A better colour scheme
Perhaps I can make the gif a bit more informative by using a diverging colour series.
maxColour <- max(log(allUKDailyLocations$vehmin), na.rm = T)
LogMapPlotterDiverging <- function(timeInterval){
ggplot() +
geom_polygon(data = uk, aes(x = long, y = lat, group = group), fill = "grey") +
coord_map() +
geom_point(data = allUKDailyLocations[allUKDailyLocations[, "timeInterval"] == timeInterval, ],
aes(x = lon, y = lat, fill = log(vehmin)), size = 1, shape = 21, alpha = 0.5) +
xlab(paste("Time of day",
allUKDailyLocations[allUKDailyLocations[, "timeInterval"] == timeInterval, "timePeriodEnding"])) +
theme(axis.text.x = element_blank(),
axis.text.y = element_blank(),
axis.title.y = element_blank(),
axis.ticks = element_blank(),
panel.background = element_blank()) +
scale_fill_gradient2(limits = c(0, maxColour),
low = "blue", high = "red", mid = "white", midpoint = maxColour/2, name = "Flow")}
grid.arrange(LogMapPlotterDiverging(2), LogMapPlotterDiverging(45), LogMapPlotterDiverging(60), LogMapPlotterDiverging(90))

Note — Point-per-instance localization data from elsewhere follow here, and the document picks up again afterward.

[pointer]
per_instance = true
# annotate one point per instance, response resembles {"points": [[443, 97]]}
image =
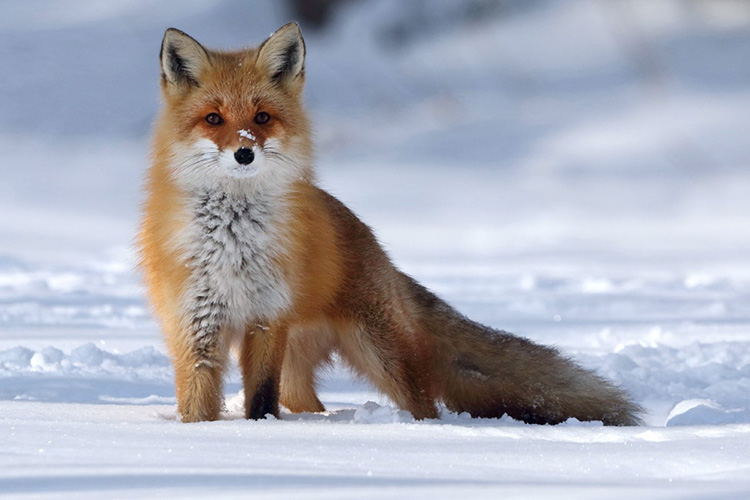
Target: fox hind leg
{"points": [[306, 350], [382, 353]]}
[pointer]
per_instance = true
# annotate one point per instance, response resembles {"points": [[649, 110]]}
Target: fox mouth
{"points": [[240, 171]]}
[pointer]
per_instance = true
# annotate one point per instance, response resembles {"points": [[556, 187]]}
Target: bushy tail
{"points": [[488, 373]]}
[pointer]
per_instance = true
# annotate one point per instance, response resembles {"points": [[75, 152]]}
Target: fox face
{"points": [[235, 120]]}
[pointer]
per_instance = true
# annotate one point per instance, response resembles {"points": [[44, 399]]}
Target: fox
{"points": [[242, 252]]}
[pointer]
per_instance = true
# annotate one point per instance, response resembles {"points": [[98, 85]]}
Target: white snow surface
{"points": [[529, 168]]}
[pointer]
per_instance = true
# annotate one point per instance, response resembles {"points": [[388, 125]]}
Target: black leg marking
{"points": [[265, 401]]}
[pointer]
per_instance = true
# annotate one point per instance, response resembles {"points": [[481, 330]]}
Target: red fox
{"points": [[241, 248]]}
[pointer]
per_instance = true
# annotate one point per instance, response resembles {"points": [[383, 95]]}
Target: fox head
{"points": [[234, 119]]}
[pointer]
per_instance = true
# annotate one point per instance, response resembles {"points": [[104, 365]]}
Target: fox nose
{"points": [[244, 156]]}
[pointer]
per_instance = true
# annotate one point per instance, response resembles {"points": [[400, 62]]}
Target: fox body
{"points": [[240, 248]]}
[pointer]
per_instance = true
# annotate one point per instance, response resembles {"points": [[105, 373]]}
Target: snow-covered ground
{"points": [[532, 169]]}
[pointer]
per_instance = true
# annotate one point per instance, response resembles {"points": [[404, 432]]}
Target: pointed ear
{"points": [[283, 54], [182, 59]]}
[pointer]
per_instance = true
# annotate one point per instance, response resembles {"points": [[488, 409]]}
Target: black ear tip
{"points": [[174, 31]]}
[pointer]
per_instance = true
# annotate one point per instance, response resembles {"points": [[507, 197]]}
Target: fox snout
{"points": [[244, 156]]}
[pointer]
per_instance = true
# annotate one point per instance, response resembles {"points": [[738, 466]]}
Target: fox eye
{"points": [[214, 119]]}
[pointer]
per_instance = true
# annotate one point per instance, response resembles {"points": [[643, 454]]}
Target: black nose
{"points": [[244, 156]]}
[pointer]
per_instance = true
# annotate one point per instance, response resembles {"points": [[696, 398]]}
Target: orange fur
{"points": [[344, 295]]}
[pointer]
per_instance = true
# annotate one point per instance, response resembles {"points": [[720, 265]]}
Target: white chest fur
{"points": [[233, 244]]}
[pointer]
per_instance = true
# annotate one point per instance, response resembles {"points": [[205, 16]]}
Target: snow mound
{"points": [[705, 411]]}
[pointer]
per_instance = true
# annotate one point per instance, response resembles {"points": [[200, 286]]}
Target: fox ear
{"points": [[182, 59], [283, 54]]}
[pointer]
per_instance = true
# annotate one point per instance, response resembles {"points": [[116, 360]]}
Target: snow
{"points": [[530, 169]]}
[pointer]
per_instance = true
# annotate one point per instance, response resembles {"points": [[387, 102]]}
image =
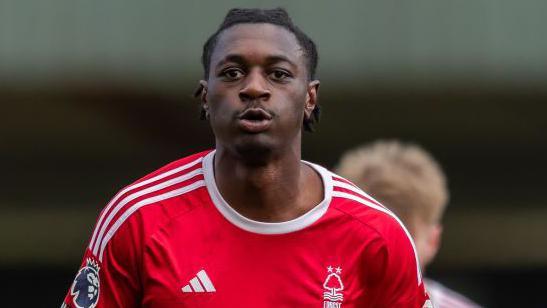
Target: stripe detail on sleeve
{"points": [[363, 198]]}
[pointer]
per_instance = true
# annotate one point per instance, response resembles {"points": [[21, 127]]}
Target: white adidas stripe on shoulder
{"points": [[362, 198], [200, 283], [355, 189], [138, 205], [114, 200], [140, 193]]}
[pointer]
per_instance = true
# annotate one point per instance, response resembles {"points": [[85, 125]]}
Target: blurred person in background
{"points": [[249, 224], [407, 180]]}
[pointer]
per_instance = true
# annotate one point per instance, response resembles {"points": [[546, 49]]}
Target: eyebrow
{"points": [[269, 60]]}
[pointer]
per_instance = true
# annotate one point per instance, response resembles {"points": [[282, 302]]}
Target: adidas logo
{"points": [[200, 283]]}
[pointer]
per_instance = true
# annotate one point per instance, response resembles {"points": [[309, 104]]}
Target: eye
{"points": [[232, 74], [280, 75]]}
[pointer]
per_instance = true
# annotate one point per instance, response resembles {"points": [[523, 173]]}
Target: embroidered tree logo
{"points": [[333, 283]]}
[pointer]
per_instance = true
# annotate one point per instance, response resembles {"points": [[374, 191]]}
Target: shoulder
{"points": [[393, 241], [364, 209], [137, 209]]}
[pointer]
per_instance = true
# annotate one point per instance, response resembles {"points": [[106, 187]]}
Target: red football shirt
{"points": [[170, 240]]}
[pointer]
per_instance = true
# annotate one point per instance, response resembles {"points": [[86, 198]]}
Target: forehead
{"points": [[257, 41]]}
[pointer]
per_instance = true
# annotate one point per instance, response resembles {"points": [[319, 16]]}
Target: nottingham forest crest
{"points": [[332, 295], [85, 288]]}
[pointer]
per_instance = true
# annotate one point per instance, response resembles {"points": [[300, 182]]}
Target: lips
{"points": [[254, 120]]}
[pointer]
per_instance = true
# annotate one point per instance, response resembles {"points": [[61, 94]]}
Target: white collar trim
{"points": [[254, 226]]}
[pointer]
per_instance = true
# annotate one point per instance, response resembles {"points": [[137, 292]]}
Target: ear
{"points": [[311, 97], [202, 91]]}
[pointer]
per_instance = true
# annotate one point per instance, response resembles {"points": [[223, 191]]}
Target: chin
{"points": [[255, 151]]}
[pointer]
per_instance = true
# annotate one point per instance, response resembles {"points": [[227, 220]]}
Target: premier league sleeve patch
{"points": [[85, 288]]}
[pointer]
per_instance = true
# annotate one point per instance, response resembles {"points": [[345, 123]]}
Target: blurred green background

In these charts, red shows sites with high flow of traffic, white shows the median flow for the day and blue indicates a low flow. We also see quite a few grey sites - these are sites that return null data.
length(unique(allUKDailyLocations[is.na(allUKDailyLocations$vehmin), "id"]))
[1] 2438
There are a few thousands sites that don’t return vehicle count data.
I use this new colour scheme to build a gif.
for (t in timeIntervals){
p <- LogMapPlotterDiverging(t)
# https://stackoverflow.com/questions/45113597/error-unable-to-start-png-device?rq=1
ggsave(filename = paste0(imageStorePath, sprintf('%02.f', t), ".png"), plot = p, device = "png", dpi = 150)
plots[[t + 1]] <- p
}
Saving 7 x 7 in image
files <- list.files(path = imageStorePath, pattern = "*.png", full.names = T)
images <- sapply(files, FUN = image_read)
imageGroup <- image_join(images)
gif <- image_animate(imageGroup, fps = 4)
image_write(gif, paste0(imageStorePath, "\\road_gif.gif"))
If we watch the gif long enough, we see the flow rise during the day, and fall during the evening, that many of the measuring sites around the London M25 Ring Road are broken and that the M4 from London to Bristol along with the M1 from Leeds, before it branches into the A1, have high flow on this day.
Some supporting charts would help us further interpret this gif but for now, thanks for reading.